Susan K. Bowamazima comes across as reserved but deep inside is a budding entrepreneur out to shape, impact and make things happen. A social worker by profession, Susan aims to empower the underserved local community in her residential district of Isingiro, found in western Uganda. Along with this commitment, Susan manifests the bulk of her passion by running a School Milk Feeding Project with Foundation for AIDS Orphaned Children, an Isingiro District based NGO where she works.
Established in 1994, FAOC was founded on the need to scale up interventions for effective child care welfare, protection of orphans and other vulnerable children living with HIV and AIDS. These grassroots efforts aim to effectively mitigate the impact of orphan hood and vulnerability. Since then, the organization now spans operations to two other outer districts; Mbarara and Shema. With tasks at hand, Susan will often find herself on different work excursions from the comfortable dwellings of city life to the last mile rural neighborhoods where basic social services are anything but. You will find her sensitizing parents to pack balanced-diet lunch boxes for their school-going children, convincing school principals into implementing programs and engaging the local government department to implement a school milk program. She will tell you of the many facets to how she uniquely empowers the vulnerable children who are not able to fend for themselves. Handcraft making is one of them.
However, these are not the only problems she and FAOC are trying to address. There is another looming one. In the villages where they spend their time, there is an immense pressure on forest cover for cooking firewood. Market research collected by FAOC and ENVenture reveal that a whopping 70% are still using firewood for cooking, 65% report using kerosene lamps and many households divulge how water treatment is a problem due to unavailability of purification options. And on looking at the bigger picture, these endemic deficiencies will trickle down to the households. Rampant deaths result from inhalation of kerosene toxic fumes and consumption of untreated water. Worse still, it is mothers and young children that fall victim to this global problem. Susan was selected to represent FAOC at the June 2018 ENVenture bootcamp that was grant funded by Women in Leadership. The bootcamp is a workshop that uniquely equips CBOs such as FAOC with the necessary skills through empowered entrepreneur training.
For three days, she spent her time learning and mingling with other like-minded individuals on what it meant to run and operate a successful energy enterprise. Some people in attendance will remember Susan as being sharp witted and engaging during the entirety of the bootcamp, but many of ENVenture’s partner CBOs will also recall her eagerness to get her initial stock financing loan that would come in the form of brand new clean energy product technologies. Prior to this bootcamp, FAOC had not been very active in this dire global concern. In fact one of the aims in their organization profile is geared towards environmental conservation and climate change initiatives for improved livelihoods, but this had not come into full force due to limited funding. She saw the bootcamp as an enterprising foot in the door opportunity to combine her passion for child welfare and the start of something new and challenging. This is how she and FAOC have have started up a new clean energy enterprise known as the FAOC Clean Energy Shop located in Isingiro where she is the Lead Coordinator.
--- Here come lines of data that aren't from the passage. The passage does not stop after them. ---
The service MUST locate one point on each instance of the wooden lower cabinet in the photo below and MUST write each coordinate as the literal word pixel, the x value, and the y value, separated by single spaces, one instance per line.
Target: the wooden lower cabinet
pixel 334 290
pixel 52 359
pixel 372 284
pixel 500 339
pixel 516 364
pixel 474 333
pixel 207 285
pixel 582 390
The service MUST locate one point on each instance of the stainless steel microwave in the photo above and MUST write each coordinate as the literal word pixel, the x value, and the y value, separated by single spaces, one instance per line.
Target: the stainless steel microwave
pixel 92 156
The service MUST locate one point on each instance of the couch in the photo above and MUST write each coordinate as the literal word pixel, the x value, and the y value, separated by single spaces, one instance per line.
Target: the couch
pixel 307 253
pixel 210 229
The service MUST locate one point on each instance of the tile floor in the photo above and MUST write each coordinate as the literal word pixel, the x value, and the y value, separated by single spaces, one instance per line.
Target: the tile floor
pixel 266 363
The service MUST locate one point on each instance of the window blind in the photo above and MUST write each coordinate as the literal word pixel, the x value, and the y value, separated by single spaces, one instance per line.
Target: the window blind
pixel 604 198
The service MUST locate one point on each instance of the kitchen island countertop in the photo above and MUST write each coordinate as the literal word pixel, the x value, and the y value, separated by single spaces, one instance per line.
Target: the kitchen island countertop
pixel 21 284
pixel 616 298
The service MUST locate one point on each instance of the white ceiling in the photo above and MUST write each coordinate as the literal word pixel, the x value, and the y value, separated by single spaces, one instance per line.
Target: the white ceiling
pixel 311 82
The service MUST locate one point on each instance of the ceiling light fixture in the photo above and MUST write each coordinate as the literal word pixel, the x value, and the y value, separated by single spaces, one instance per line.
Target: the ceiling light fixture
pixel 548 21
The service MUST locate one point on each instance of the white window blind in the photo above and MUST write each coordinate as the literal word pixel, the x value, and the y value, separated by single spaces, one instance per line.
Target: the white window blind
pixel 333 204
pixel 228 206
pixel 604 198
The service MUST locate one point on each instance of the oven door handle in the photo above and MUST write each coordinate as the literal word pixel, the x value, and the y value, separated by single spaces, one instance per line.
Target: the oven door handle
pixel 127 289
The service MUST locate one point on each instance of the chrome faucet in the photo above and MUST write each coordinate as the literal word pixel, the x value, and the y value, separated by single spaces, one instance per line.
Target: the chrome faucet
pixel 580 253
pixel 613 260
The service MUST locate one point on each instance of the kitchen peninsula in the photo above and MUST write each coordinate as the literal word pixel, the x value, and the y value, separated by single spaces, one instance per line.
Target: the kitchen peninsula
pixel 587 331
On asking why she agreed to join the ENVenture program, she says her target was to create employment opportunities for youth and for that, it has. The enterprise is also an income generating project for the FAOC and has led to more networking opportunities, the recent one being a visit from the School for International Training (SIT Study Abroad). The global students from the Social Innovation, Design and Development class of 2018 visited the FAOC Clean Energy Shop, and Susan demonstrated the clean energy technologies and their impact in the local community. The students were accompanied by ENVenture’s very own Primus Tushabomwe.
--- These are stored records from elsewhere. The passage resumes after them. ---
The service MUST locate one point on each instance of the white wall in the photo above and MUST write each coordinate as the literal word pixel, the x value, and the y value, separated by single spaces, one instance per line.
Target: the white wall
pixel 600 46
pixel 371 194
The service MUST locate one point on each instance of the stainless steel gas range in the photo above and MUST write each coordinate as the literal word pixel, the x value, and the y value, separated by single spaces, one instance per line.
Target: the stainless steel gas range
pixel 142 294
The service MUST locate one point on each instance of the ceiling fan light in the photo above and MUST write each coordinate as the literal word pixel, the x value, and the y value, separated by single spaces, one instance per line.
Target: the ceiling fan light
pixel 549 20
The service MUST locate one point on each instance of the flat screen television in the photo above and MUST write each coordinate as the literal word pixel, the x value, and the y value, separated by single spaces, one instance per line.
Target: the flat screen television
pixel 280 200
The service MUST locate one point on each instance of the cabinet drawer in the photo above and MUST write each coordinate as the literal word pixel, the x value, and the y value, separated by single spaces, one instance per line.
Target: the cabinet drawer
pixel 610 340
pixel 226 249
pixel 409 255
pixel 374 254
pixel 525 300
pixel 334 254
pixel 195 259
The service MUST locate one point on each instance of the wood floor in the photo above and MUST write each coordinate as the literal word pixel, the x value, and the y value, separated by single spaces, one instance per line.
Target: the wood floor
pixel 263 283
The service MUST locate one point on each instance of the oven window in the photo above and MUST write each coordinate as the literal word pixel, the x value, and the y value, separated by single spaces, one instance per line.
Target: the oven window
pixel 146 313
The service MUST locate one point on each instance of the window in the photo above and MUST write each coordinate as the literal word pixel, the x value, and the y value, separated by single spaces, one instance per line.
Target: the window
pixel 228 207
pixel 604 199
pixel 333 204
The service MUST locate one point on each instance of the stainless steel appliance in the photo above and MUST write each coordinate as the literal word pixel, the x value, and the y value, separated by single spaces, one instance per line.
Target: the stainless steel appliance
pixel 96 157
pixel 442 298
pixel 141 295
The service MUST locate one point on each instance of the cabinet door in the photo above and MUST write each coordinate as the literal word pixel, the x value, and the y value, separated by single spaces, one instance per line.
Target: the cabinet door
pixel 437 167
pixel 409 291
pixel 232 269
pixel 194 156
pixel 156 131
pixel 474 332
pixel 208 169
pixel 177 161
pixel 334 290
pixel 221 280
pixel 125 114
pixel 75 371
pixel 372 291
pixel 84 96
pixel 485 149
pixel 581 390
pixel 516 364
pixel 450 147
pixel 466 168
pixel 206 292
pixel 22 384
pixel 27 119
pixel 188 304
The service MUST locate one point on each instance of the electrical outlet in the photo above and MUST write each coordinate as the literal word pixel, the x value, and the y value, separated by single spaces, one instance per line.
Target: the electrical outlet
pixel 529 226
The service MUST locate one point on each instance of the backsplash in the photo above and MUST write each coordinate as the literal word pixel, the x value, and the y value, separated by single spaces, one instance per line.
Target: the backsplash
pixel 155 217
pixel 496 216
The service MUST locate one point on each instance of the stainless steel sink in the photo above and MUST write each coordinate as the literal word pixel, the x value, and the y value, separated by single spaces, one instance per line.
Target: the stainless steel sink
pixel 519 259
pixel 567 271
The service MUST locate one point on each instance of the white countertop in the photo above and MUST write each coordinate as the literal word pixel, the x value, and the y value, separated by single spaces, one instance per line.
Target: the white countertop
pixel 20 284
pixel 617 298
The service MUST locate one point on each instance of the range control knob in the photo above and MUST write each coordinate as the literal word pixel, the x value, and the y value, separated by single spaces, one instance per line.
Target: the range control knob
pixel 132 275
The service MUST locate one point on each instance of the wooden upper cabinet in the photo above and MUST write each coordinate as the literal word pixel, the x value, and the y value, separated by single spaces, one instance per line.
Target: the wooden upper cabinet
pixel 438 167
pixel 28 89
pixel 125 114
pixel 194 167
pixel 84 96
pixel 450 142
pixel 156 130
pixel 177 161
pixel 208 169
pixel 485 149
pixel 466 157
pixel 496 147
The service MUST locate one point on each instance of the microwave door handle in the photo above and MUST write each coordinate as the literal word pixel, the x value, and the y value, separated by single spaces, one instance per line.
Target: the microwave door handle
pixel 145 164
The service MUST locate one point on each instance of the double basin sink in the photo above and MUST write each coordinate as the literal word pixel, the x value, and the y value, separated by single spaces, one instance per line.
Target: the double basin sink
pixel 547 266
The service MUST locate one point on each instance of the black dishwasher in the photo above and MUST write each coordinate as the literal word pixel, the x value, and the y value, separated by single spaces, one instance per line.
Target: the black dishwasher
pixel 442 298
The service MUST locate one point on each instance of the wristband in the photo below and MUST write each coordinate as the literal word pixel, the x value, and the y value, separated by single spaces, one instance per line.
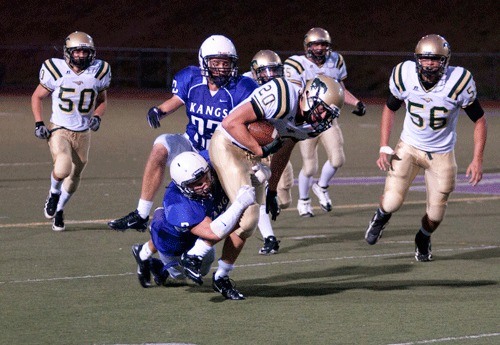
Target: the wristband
pixel 387 150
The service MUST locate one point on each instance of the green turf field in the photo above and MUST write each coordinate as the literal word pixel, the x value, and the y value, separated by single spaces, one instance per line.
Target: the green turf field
pixel 326 286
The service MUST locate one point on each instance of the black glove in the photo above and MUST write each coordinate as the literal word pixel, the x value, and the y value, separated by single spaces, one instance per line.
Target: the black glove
pixel 360 109
pixel 95 122
pixel 272 147
pixel 272 204
pixel 41 131
pixel 153 117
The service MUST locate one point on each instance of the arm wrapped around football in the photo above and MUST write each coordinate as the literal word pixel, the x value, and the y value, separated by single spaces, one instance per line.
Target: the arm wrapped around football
pixel 262 172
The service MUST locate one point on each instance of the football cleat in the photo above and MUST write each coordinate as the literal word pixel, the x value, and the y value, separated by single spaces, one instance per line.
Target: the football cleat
pixel 58 222
pixel 160 274
pixel 324 199
pixel 423 251
pixel 143 267
pixel 192 267
pixel 225 286
pixel 51 205
pixel 376 227
pixel 131 221
pixel 271 246
pixel 304 208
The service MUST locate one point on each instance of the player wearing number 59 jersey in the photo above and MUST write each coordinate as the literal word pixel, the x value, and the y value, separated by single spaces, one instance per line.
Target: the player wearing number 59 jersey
pixel 78 85
pixel 433 94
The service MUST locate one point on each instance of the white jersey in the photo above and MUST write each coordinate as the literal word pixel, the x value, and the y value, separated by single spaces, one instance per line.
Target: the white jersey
pixel 299 69
pixel 74 95
pixel 278 102
pixel 432 115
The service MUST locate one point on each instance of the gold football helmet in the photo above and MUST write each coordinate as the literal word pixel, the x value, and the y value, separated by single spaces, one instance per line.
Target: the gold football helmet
pixel 79 40
pixel 265 66
pixel 432 47
pixel 321 94
pixel 317 35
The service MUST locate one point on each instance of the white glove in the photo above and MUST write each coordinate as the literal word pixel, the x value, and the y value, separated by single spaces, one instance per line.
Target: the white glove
pixel 262 172
pixel 245 196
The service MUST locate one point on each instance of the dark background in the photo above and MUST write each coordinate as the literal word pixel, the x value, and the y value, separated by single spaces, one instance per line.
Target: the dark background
pixel 471 27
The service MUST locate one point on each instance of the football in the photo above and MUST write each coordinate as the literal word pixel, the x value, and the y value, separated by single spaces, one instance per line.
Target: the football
pixel 263 132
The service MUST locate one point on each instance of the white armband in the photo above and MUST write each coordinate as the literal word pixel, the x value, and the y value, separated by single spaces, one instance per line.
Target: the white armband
pixel 224 224
pixel 386 150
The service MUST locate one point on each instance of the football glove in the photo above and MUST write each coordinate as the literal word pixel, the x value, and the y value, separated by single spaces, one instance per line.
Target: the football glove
pixel 154 115
pixel 360 109
pixel 272 147
pixel 262 172
pixel 272 204
pixel 95 122
pixel 41 131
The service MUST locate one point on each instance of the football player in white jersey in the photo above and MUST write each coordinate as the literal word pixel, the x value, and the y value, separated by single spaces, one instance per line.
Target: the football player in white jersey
pixel 433 93
pixel 319 59
pixel 267 65
pixel 297 115
pixel 78 85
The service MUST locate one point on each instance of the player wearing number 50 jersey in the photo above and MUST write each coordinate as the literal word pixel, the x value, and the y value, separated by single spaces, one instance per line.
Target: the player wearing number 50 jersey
pixel 78 85
pixel 208 92
pixel 433 94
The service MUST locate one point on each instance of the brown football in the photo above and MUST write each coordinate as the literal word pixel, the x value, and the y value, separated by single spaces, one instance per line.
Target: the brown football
pixel 263 131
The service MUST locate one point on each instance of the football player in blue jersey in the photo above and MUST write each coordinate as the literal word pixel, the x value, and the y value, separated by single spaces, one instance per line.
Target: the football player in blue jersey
pixel 194 213
pixel 433 93
pixel 208 91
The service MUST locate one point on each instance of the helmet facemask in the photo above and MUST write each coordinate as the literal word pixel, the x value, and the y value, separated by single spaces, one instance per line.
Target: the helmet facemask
pixel 432 47
pixel 75 42
pixel 266 73
pixel 220 76
pixel 266 65
pixel 218 47
pixel 321 101
pixel 318 55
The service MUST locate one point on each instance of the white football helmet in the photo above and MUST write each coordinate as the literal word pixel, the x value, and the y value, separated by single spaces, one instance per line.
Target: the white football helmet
pixel 265 66
pixel 218 46
pixel 186 169
pixel 432 47
pixel 79 40
pixel 320 94
pixel 317 35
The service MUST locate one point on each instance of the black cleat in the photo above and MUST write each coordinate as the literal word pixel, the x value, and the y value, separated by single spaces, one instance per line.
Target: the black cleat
pixel 271 246
pixel 58 222
pixel 192 267
pixel 376 227
pixel 225 286
pixel 51 205
pixel 143 267
pixel 131 221
pixel 423 251
pixel 160 274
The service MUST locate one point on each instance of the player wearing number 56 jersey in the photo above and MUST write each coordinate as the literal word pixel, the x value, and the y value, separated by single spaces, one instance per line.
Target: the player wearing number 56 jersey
pixel 208 92
pixel 433 94
pixel 78 85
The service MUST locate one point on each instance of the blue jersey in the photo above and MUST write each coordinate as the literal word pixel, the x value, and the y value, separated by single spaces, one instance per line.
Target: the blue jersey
pixel 171 229
pixel 206 111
All the above tells the importance of women in accelerating access to clean energy household technologies. A small startup could mean something bigger and recent research shows that early-stage startups co-run by women consistently outperform their male-only counterparts on key barometers such as reporting positive revenues; yet they are significantly less likely to attract equity investors.
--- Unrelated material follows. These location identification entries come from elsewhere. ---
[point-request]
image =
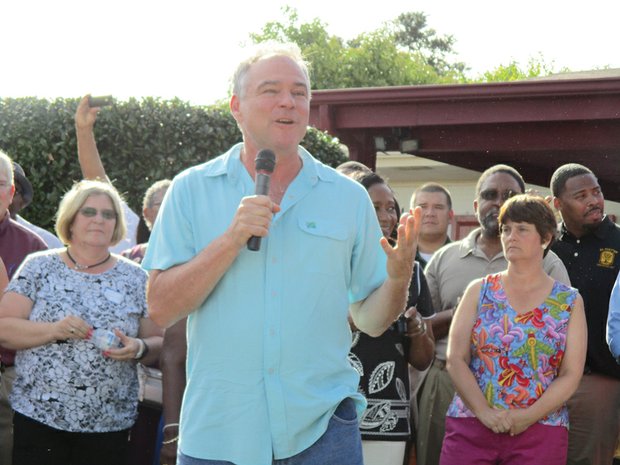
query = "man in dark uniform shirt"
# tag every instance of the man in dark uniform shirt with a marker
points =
(589, 244)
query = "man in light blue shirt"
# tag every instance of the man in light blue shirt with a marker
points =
(268, 380)
(613, 321)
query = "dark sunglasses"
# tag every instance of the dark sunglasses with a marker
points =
(90, 212)
(494, 194)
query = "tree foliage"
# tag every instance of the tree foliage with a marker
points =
(140, 141)
(513, 71)
(402, 52)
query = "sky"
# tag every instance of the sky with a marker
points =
(188, 49)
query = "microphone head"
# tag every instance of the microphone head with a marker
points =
(265, 161)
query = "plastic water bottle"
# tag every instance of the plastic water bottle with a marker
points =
(105, 339)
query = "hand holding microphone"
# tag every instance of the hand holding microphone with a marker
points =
(265, 162)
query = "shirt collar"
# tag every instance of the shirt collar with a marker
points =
(601, 232)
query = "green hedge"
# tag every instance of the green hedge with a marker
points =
(140, 141)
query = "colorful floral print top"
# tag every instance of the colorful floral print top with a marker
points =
(515, 357)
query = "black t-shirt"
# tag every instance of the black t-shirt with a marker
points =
(592, 262)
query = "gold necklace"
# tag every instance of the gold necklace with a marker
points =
(79, 267)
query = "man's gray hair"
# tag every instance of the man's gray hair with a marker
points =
(6, 166)
(266, 50)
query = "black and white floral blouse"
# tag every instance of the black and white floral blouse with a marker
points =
(70, 385)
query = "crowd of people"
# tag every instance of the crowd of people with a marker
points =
(357, 333)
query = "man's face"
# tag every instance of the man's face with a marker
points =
(436, 215)
(274, 107)
(150, 213)
(581, 203)
(495, 190)
(6, 193)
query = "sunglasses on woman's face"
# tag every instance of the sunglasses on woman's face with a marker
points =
(90, 212)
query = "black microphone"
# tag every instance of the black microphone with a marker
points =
(265, 163)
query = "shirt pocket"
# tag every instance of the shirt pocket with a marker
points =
(323, 245)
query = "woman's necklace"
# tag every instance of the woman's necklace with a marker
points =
(80, 267)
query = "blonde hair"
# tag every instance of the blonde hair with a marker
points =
(73, 200)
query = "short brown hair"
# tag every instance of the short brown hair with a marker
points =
(532, 209)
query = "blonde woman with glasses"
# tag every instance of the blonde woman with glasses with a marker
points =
(78, 320)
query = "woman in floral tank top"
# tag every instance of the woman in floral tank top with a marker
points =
(516, 352)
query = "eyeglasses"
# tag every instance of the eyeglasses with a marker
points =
(494, 194)
(90, 212)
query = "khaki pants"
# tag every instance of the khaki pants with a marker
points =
(6, 416)
(435, 397)
(594, 416)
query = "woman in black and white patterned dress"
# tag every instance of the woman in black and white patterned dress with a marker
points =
(75, 402)
(383, 362)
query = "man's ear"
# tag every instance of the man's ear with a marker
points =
(234, 108)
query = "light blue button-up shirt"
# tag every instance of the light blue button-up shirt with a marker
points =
(267, 351)
(613, 320)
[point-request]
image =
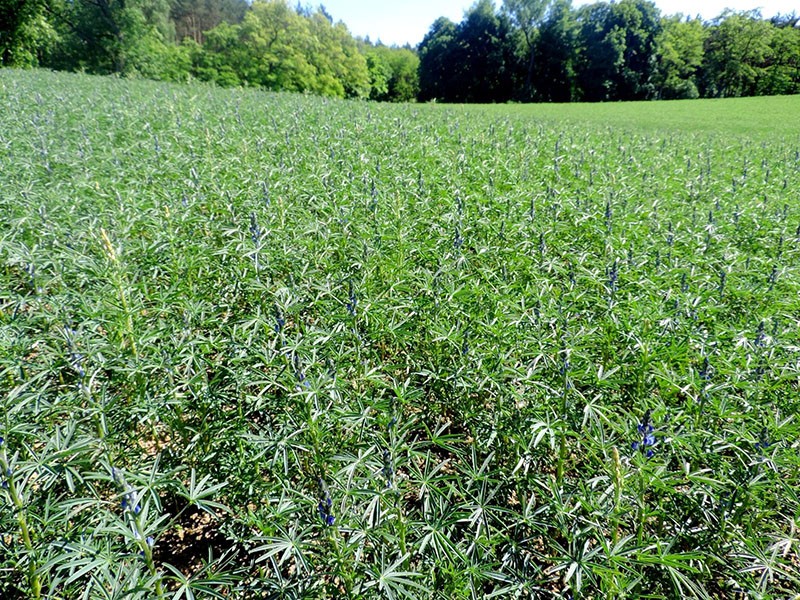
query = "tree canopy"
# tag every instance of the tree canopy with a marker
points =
(521, 50)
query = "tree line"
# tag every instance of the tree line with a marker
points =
(523, 50)
(548, 51)
(266, 43)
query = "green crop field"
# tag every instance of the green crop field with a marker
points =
(259, 345)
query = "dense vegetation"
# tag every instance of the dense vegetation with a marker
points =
(524, 50)
(273, 345)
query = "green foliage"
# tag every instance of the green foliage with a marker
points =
(738, 49)
(393, 73)
(474, 61)
(273, 345)
(618, 52)
(680, 57)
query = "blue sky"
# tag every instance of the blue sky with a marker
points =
(401, 21)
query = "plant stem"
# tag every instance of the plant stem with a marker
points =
(19, 509)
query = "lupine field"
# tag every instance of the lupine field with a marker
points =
(275, 346)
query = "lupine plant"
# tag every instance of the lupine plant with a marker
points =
(269, 345)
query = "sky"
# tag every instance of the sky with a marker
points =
(407, 21)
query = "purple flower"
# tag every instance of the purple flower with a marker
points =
(647, 435)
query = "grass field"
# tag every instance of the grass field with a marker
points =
(257, 345)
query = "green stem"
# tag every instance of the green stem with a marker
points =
(33, 576)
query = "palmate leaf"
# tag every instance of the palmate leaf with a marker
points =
(292, 546)
(396, 583)
(200, 492)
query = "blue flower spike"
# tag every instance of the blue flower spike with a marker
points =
(647, 434)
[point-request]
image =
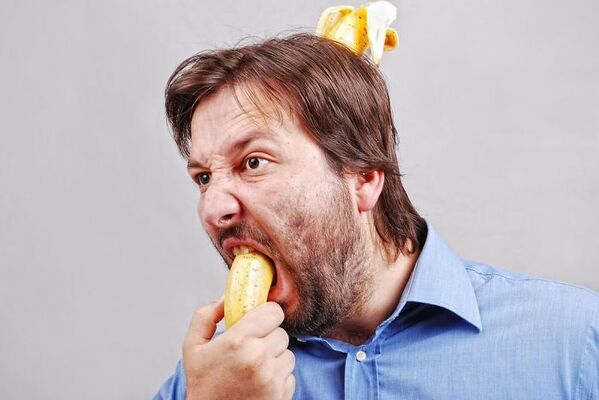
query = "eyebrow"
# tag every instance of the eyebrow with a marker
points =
(239, 144)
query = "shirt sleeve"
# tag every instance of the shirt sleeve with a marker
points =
(588, 381)
(174, 387)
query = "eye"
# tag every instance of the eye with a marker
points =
(203, 178)
(255, 163)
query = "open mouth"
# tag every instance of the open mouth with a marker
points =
(244, 249)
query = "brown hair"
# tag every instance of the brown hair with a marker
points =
(336, 96)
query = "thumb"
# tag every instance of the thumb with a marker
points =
(203, 324)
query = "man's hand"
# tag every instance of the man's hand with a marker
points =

For the last three months, the enterprise has now distributed a big chunk of its inventory and is on track to receiving its second tranche disbursement of funding from ENVenture. Susan can finally see that the beneficiaries of the project, including the children and the FAOC, are using the opportunity to reach greater heights.
I still look forward to going ahead with the business and start many more distribution points and generate more money for my community and family at large.
ENVenture is a social enterprise that is building out the ecosystem in the last mile for clean energy access through financing, capacity building and technology.